Founded in 2015, the startup has partnered with the National Institute of Solar Energy to jointly integrate solar photovoltaics to Inficold’s thermal storage for developing cold storage and milk coolers.
Currently focussing on hardware innovation, Inficold sells its equipment to those requiring cold chain.
The pro-team
Destiny brought co-founders Nitin Goel and Himanshu Pokharna together. Both had roots in agricultural – Nitin’s father is a fruit and vegetable wholesaler in a village in Uttar Pradesh. And Himanshu’s (50) father was a scientist at Indian Council of Agricultural Research in Rajasthan.
Nitin did BTech from IIT Bombay, and PhD in solar cooling from the University of Florida while Himanshu, also an IIT Bombay graduate, did his PhD in nuclear engineering from Purdue University and MBA from University of Penn Wharton School of Business.
Before starting up, Himanshu and Nitin worked together at Intel, developing an electronic cooling system for laptops.
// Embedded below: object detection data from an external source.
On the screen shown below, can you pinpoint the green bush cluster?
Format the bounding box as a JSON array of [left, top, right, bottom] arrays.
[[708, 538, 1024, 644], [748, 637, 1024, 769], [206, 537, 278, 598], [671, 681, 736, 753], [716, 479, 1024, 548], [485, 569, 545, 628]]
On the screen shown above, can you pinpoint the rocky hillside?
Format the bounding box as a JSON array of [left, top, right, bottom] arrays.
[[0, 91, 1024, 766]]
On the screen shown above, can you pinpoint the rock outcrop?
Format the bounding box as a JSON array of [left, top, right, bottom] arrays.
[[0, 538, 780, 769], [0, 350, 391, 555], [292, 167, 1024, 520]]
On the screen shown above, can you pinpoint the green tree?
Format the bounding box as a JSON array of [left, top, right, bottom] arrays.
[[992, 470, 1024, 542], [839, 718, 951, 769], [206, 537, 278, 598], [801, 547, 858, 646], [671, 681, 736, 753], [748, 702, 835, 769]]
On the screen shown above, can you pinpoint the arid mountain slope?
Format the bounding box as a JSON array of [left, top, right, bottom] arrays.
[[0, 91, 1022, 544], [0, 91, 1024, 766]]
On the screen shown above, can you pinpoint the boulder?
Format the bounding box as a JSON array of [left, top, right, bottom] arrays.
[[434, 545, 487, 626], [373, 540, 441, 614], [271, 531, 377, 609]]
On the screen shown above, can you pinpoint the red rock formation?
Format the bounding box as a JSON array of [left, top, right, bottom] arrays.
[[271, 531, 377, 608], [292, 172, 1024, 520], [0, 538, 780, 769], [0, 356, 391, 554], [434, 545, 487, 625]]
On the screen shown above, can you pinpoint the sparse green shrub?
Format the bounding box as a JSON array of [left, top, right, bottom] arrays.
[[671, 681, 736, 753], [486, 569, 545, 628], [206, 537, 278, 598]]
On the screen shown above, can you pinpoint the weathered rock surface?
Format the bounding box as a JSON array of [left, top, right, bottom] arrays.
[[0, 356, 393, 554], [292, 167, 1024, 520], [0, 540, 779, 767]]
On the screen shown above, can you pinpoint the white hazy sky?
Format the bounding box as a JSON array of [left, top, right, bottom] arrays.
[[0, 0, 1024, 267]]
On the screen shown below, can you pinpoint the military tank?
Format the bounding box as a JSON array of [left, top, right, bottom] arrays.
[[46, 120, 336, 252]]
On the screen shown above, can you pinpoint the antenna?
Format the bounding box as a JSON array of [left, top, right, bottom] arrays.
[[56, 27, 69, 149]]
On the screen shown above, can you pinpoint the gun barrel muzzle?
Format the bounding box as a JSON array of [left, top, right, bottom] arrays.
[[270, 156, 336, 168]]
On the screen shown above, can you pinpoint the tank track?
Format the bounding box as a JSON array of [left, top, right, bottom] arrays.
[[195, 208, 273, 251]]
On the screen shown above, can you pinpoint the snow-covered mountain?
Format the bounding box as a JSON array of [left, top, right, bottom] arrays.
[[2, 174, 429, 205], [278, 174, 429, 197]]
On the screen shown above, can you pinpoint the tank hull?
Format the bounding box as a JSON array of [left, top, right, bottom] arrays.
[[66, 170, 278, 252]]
Their partnership continued when Himanshu cofounded Sheetak Energy to develop cooling agents for Chotukool (a refrigerator by Godrej and Boyce); and he recruited Nitin as the India head. They later started Inficold together.
“An unreliable cold chain was always at the back of our minds, thus we founded Inficold to apply our technical expertise in solving the persistent problem of food wastage and distressed sales,” Nitin says.
The team now has more than 40 employees, including mechanical, electrical and software engineers.
Solar for cooling
“Solar is one of the few reliable and renewable sources of energy which needs to be stored in non-sunshine hours,” Nitin says.
Inficold uses solar energy to generate electricity, and run compressors. The ice formed is in turn used to cool fruits, vegetables and milk.
“Inficold originates from the word, ‘infinite cold.’ It signifies the use of an infinite source of solar energy into cold,” says Nitin.
Inficold is not changing the way cooling is provided either in cold storage or even air conditioning. A thermal storage is installed between existing outdoor and indoor units of a cooling system. Compressors in the outdoor unit generate cooling from electricity which is stored in the form of ice inside the thermal storage.
When cooling is required, refrigerants flow to the indoor unit in a seamless integration. As the thermal storage is externally mounted, its size is not limited to the walls which is a limitation with the more universally-used eutectic plates. This technology can be integrated on any cooling application without changing the way the cooling is delivered.
The startup launched its solar integrated milk chiller and cold storage systems in April 2019.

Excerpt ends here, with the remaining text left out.